Salk researcher Samuel L. Pfaff has been awarded a $15.6 million grant by the California Institute for Regenerative Medicine (CIRM) for translational research focusing on developing a novel stem cell-based therapy for Amyotrophic Lateral Sclerosis (ALS) – or Lou Gehrig's Disease.
Pfaff, a professor in the Salk's Gene Expression Laboratory and an investigator for the Howard Hughes Medical Institute, will lead the group of researchers who will work on the four-year project, which marks the first CIRM funding explicitly expected to result in FDA approval for clinical trials.
The research team will focus on astrocytes, the star-shaped support cells that provide nutrients for nearby motor neurons. Working with six different lines of human embryonic stem cells (hESC), the team will grow clinical-grade astrocyte precursor cells and identify the line that is best suited for implantation in laboratory models.
They hypothesize that the transplanted human astrocyte precursors (hAP) will mature into astrocytes in vivo and provide support for diseased spinal motor neurons.
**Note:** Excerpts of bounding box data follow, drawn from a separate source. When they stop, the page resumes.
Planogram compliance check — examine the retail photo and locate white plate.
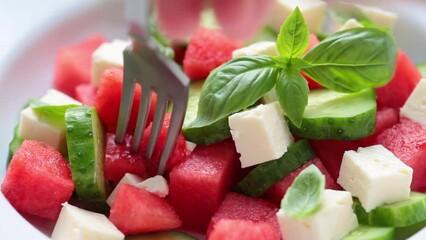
[0,0,426,240]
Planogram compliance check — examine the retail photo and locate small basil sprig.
[184,8,397,137]
[281,165,325,218]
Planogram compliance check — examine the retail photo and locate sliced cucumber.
[65,107,106,201]
[237,139,315,197]
[342,225,395,240]
[126,230,196,240]
[289,89,377,140]
[353,192,426,227]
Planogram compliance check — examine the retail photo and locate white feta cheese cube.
[400,78,426,125]
[232,41,279,58]
[337,145,413,212]
[269,0,327,33]
[136,175,169,197]
[91,39,130,86]
[228,102,294,168]
[338,18,364,31]
[356,5,397,30]
[106,173,143,207]
[19,89,82,153]
[277,189,358,240]
[51,203,125,240]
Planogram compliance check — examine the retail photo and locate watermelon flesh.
[95,68,157,135]
[104,133,147,183]
[169,141,239,232]
[53,35,105,98]
[265,157,342,206]
[209,219,275,240]
[376,118,426,192]
[207,192,281,240]
[109,183,182,235]
[1,140,74,220]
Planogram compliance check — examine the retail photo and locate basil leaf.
[30,99,78,129]
[187,56,280,129]
[281,165,325,218]
[302,28,397,92]
[277,7,309,58]
[275,67,309,127]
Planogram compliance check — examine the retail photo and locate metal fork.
[115,0,189,175]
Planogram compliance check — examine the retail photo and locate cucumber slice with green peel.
[353,192,426,227]
[288,89,377,140]
[342,225,395,240]
[125,230,197,240]
[417,63,426,77]
[237,139,315,197]
[65,107,107,201]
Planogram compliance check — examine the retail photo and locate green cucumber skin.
[342,225,395,240]
[65,107,107,201]
[237,139,315,197]
[353,192,426,227]
[287,89,377,140]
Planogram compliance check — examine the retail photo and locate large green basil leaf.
[275,70,309,127]
[281,165,325,219]
[302,28,397,92]
[277,7,309,58]
[187,56,280,129]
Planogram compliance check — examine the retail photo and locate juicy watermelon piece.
[207,192,281,240]
[75,83,98,106]
[1,140,74,220]
[183,28,240,80]
[376,50,422,109]
[309,140,360,181]
[209,219,275,240]
[376,118,426,192]
[169,141,239,232]
[95,68,157,135]
[109,183,182,235]
[53,35,105,98]
[104,133,147,183]
[141,113,189,176]
[265,157,342,206]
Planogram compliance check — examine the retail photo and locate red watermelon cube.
[169,140,239,232]
[265,158,342,206]
[95,68,157,135]
[209,219,276,240]
[141,113,189,176]
[1,140,74,220]
[183,28,240,80]
[75,83,98,106]
[376,118,426,192]
[104,133,147,183]
[109,184,182,235]
[207,192,281,240]
[53,35,105,98]
[376,50,422,110]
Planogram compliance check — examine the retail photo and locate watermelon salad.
[1,1,426,240]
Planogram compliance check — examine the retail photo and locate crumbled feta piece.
[269,0,327,33]
[228,102,294,168]
[400,78,426,125]
[106,173,143,207]
[337,145,413,212]
[19,89,82,153]
[91,39,130,86]
[136,175,169,197]
[277,189,358,240]
[338,18,364,31]
[51,203,125,240]
[232,41,279,58]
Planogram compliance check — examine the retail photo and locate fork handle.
[125,0,153,39]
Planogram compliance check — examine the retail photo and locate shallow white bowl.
[0,0,426,240]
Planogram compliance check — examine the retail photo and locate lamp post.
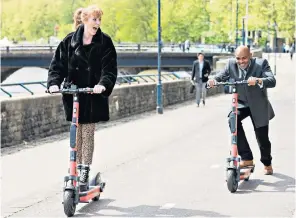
[235,0,238,48]
[156,0,163,114]
[242,17,246,45]
[273,22,278,75]
[244,0,249,45]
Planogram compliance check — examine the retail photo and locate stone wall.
[1,80,223,147]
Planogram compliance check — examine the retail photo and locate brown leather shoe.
[239,160,254,168]
[264,165,273,175]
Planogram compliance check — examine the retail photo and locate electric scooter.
[46,85,105,217]
[206,80,255,193]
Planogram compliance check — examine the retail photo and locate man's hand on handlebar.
[93,85,106,94]
[248,76,262,86]
[48,85,60,93]
[207,79,217,88]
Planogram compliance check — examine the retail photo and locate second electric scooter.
[207,80,255,193]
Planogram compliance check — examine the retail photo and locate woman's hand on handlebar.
[93,85,106,94]
[48,85,60,93]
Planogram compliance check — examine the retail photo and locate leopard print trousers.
[76,123,95,165]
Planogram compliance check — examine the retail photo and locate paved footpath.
[1,55,296,217]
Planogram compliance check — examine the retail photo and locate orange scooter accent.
[46,85,106,217]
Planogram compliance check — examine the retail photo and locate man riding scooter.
[208,46,276,175]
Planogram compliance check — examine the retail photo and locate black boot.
[79,165,90,192]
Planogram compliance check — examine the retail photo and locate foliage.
[1,0,295,43]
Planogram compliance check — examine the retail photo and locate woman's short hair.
[73,5,103,29]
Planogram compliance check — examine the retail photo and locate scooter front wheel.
[63,190,76,217]
[227,170,238,193]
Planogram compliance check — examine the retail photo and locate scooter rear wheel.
[63,190,76,217]
[227,170,238,193]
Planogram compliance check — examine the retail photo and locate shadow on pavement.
[237,173,295,194]
[75,199,230,217]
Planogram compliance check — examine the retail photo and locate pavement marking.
[159,203,176,210]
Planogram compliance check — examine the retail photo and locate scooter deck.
[240,165,255,181]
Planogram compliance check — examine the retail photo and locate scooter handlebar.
[45,88,95,94]
[206,80,252,89]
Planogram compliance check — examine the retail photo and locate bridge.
[1,45,262,81]
[1,46,227,75]
[1,54,296,217]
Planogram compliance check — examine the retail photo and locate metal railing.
[0,42,225,53]
[0,72,182,97]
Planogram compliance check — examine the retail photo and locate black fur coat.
[47,25,117,123]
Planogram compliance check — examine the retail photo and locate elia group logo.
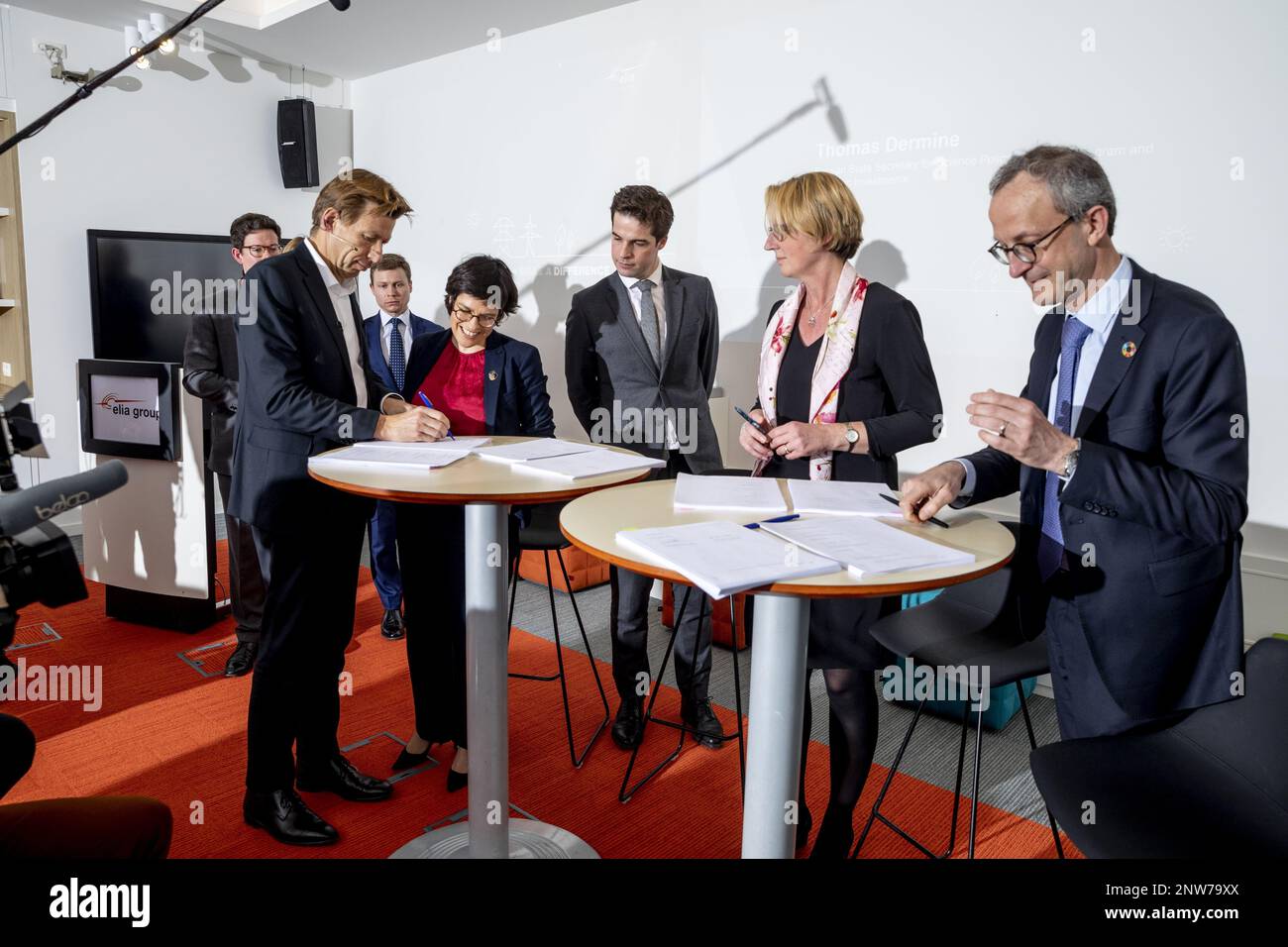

Astrocytes are also capable of clearing excess neurotoxic glutamate and could thereby slow or halt the progression of ALS by preventing motor neuron degeneration.
Once the astrocyte precursors are tested for efficacy and safety to minimize the possibility of tumorigenesis, the next step will be to move forward with human clinical trials after approval by the FDA, says Pfaff.
"This team grant is a natural fit for San Diego because it capitalizes on the strength of neuromuscular disease research from the local scientific community," says Pfaff. "The standard has been set very high on this project because we are aiming to grow a safe population of astrocytes that can be introduced into patients. Our success will be measured by whether it will help extend the lives of patients suffering from ALS."